[Bioc-devel] Git pack file greater than 5MB
mtmorg@n@b|oc @end|ng |rom gm@||@com
Thu Oct 1 18:32:41 CEST 2020
yes Hervé has made this point too -- mucking with the history of the package, potentially breaking historical checkouts (when large files are deleted from the history, too).
It's relevant because when a package is added to our repository we do a full clone of the master branch; an alternative would be to do a --depth 1 clone of the master branch, but to me this doesn't seem ideal at all -- from the Bioconductor perspective the git.bioconductor.org package is definitive, and all we would have would be 'and then a miracle occurred' for early package development. I'm also nervous about side-effects associated with maintaining the Bioconductor and non-Bioconductor repositories that have different historical starts.
My own feel is that most of these cases are packages that are still 'new' and seldom have clones / forks.
One could take a hybrid approach, where if a maintainer insists on the integrity of their git repository (or even automatically, if they do have large files in their history we automatically change strategy) then we do a --depth 1 clone.
On 10/1/20, 12:17 PM, "Bioc-devel on behalf of Henrik Bengtsson" <bioc-devel-bounces using r-project.org on behalf of henrik.bengtsson using gmail.com> wrote:
I understood that it's a submission. Just wanted to make sure that it's
clear there might be side effects, e.g. people clone and collaborate also
before submitting to Bioc and a rewrite might surprise existing
On Thu, Oct 1, 2020, 09:04 Nitesh Turaga <nturaga.bioc using gmail.com> wrote:
> This package isn’t yet a Bioconductor package Henrik. It will break other
> forks most likely. This package hasn’t been submitted to the Contributions
> either to be reviewed. So this is the time to break what needs to be broken
> before it’s submitted to Bioconductor and gets into the Bioconductor git
> On Oct 1, 2020, at 11:57 AM, Henrik Bengtsson <henrik.bengtsson using gmail.com>
> Doesn't a git rewrite break all existing clones, forks out there? I'm
> happy to be corrected, if this is not the case.
> On Thu, Oct 1, 2020, 08:16 Nitesh Turaga <nturaga.bioc using gmail.com> wrote:
>> The BiocCheck will complain on the build system about the > 5MB package
>> The rewrite of the history with BFG cleaner (
>> https://rtyley.github.io/bfg-repo-cleaner/ <
>> https://rtyley.github.io/bfg-repo-cleaner/>) is not as severe as you
>> think it is to be honest.

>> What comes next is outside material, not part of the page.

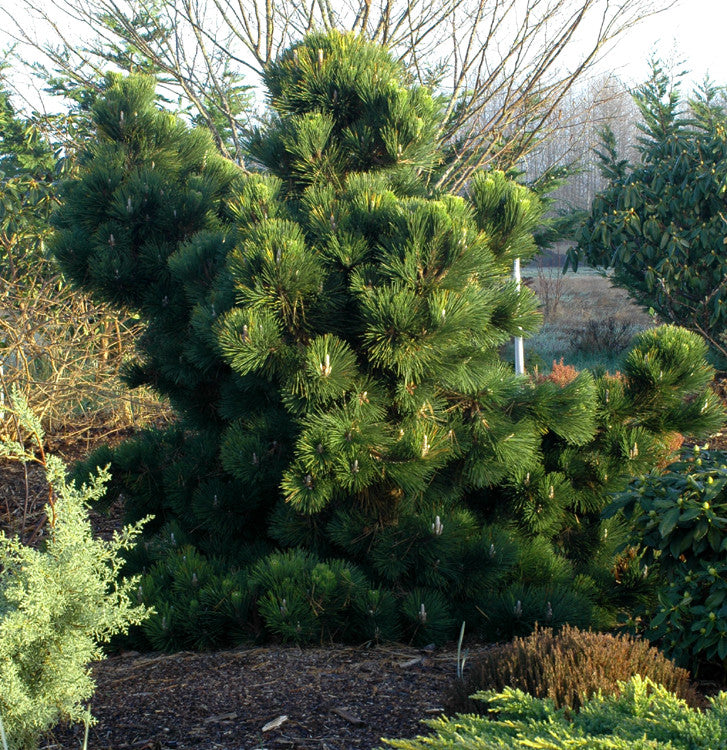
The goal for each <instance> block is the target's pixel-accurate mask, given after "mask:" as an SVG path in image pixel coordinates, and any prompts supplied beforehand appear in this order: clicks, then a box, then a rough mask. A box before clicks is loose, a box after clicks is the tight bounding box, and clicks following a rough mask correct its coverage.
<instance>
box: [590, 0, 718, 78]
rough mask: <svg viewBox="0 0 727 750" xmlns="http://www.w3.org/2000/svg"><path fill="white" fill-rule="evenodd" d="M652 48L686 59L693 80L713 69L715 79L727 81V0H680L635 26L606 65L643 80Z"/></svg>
mask: <svg viewBox="0 0 727 750" xmlns="http://www.w3.org/2000/svg"><path fill="white" fill-rule="evenodd" d="M652 50H654V51H655V52H656V54H657V56H658V57H659V58H661V59H662V60H665V61H666V60H675V61H678V62H683V63H684V64H683V66H682V67H681V68H680V69H686V70H688V71H689V73H690V75H689V78H690V79H691V80H692V81H697V82H700V81H702V80H703V79H704V76H705V74H707V73H709V75H710V77H711V78H712V79H714V82H715V83H717V84H727V0H680V1H679V2H678V3H677V5H676V6H675V7H673V8H670V9H669V10H666V11H664V12H663V13H659V14H657V15H656V16H653V17H651V18H648V19H646V20H644V21H643V22H642V23H641V24H639V26H637V27H636V28H635V29H631V30H630V31H629V32H628V33H627V35H626V36H625V37H624V38H623V39H621V40H620V41H619V42H618V44H617V46H616V47H615V48H614V50H613V51H612V52H610V53H609V55H608V56H607V58H606V59H605V63H606V67H608V68H609V69H611V70H614V72H616V73H617V74H618V75H619V77H621V78H622V79H623V80H625V81H628V82H629V83H632V84H635V83H640V82H642V81H643V80H644V79H645V78H646V76H647V74H648V70H647V65H646V61H647V60H648V58H649V56H650V54H651V52H652Z"/></svg>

It is just removing these pack files which don’t
>> have a place in the tree structure. These are more often than not, orphan
>> If you are suspect of this solution, I would suggest you make a backup
>> clone of your repo and try it on that first before you touch the main repo.
>> Check the history (git log) to see if anything important is missing.
>> But usually a software package has to be below 5MB. If you have some data
>> in there which is needed for the package, consider Experiment Hub.
>> > On Sep 30, 2020, at 12:46 PM, McGrath, Max <MAX.MCGRATH using UCDENVER.EDU>
>> > Hi all,
>> > We have a package that is ready for submission, but when running
>> BiocCheck a warning is generated noting that "The following files are over
>> 5MB in size: '.git/objects/pack/pack-xxx...". I've pruned, repacked, and
>> run git gc which reduced the file size from 5.2 to 5.1MB, but I have been
>> unable to reduce it further.
>> > I'm reaching out to determine if this is an issue, and if so to ask for
>> recommendations for solving it. Currently, the only solution I've come up
>> with is to rewrite the repository's history using a tool like
>> "git-filter-repo", but this is a more drastic action than I would prefer to
>> take. I would greatly appreciate any advice on the matter.